Matchmaking 101 - Office Hours with Lisa Clampitt

Dating rules to stay out of the doghouse

As a matchmaker I meet an amazing amount of people. I am constantly networking, bringing in new potential clients, and meeting singles to fill my database.

Working with all of these people gives me a sense of what is successful, and what is not when it comes to dating conversation and etiquette.

Let me preface this next story by saying that I love my dogs. I could go on and on about all of the amazing things my pets do, but let me tell you, there is a time and a place!

Recently, Beth, my Director of Matching, and I had a woman come in to meet with us who spent the entire meeting talking about her Chihuahua.  We saw photos, we heard stories, and we were even lucky enough to get a tour of the little bag the dog is toted around in.

dog-dating-advise

Now, of course a lot of men like dogs, and you could even say that it’s sweet that she loved her pet so much, but there is a deeper dating issue here. A key aspect to dating and entering into relationships is being aware of how you present yourself to others. If you are obsessed with something else in your life—like a pet—to the point where it is all you can talk about, you are not presenting yourself as having room to include another person in your life.

I have worked with hundreds of male clients over the years. One of the most common pet peeves I hear about is when a woman is super obsessed with her pet to the point that she talks about the pet as if it were her baby. To them this is a total turn off!

Do you want to lead with your pet, or do you want to lead with your fabulous self and a curiosity for learning about the person you are on the date with?

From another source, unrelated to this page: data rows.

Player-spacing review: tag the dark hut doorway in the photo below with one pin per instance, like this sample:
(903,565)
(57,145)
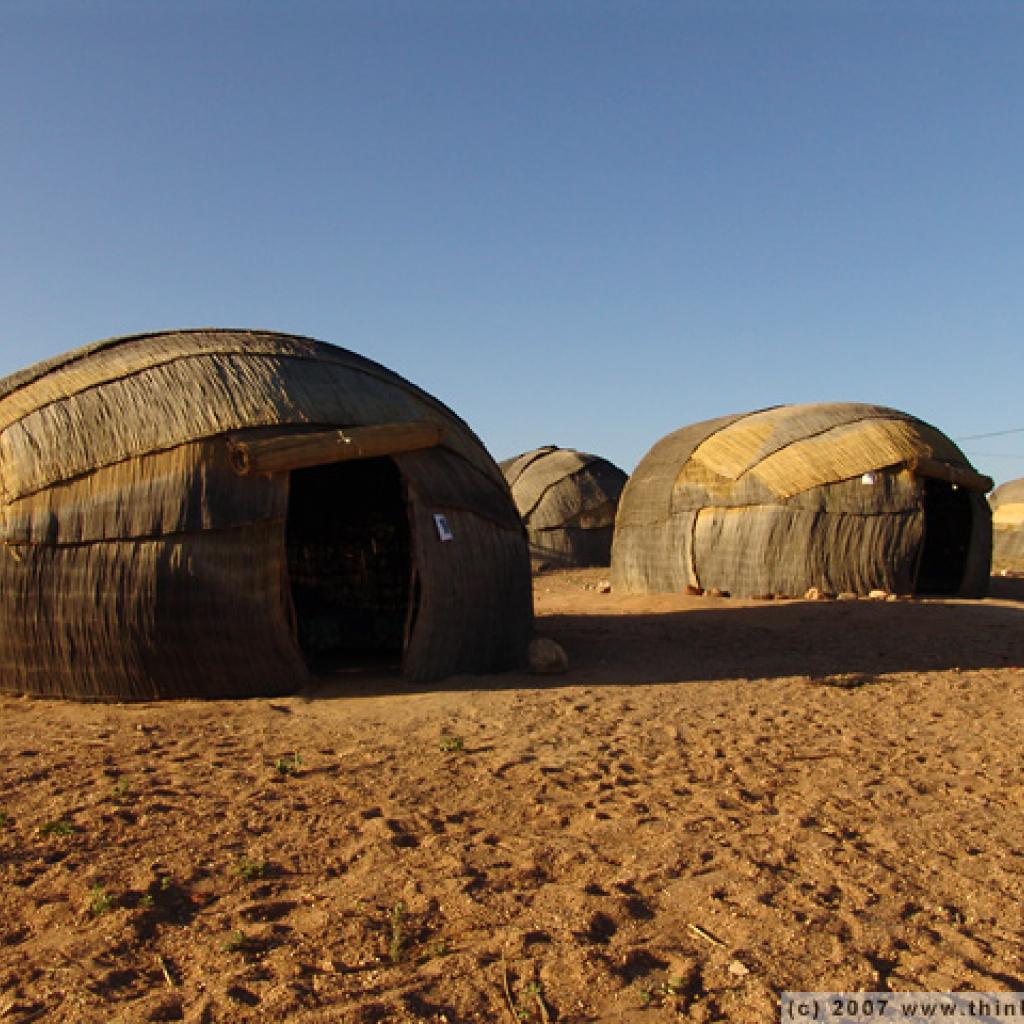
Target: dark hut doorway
(349,563)
(947,538)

My advice: Tone it down, and be very aware of how you present yourself on a first date especially. Do you want to lead with your pet, or do you want to lead with your fabulous self and a curiosity for learning about the person you are on the date with?

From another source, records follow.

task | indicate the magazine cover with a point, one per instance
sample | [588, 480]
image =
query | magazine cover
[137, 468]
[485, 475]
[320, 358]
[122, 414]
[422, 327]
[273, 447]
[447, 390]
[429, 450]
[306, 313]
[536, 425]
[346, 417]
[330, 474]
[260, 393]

As far as mentioning your dog on the date: Do not bring your pet up in conversation unless it was mentioned by the other person or brought up in passing! Topics that are appropriate for a first date should gear away from anything controversial (yes, pets are controversial!) It’s not that someone doesn’t want to know you love your pet, it’s that they want to get to know you on the date.

Often times people use talking about things other than themselves and getting to know their date as a crutch. In order to have a successful date, it’s super important that you don’t fall into that trap so that both of you can feel you had a great time and were paid attention to.

Most importantly, remember that if it was a matchmaker, like me, who set you up, we already made sure that the other person likes pets if you have a dog you love! We would never introduce you to someone who was not compatible with you on multiple

levels and had similar interests. That’s the amazing benefit of using a matchmaker.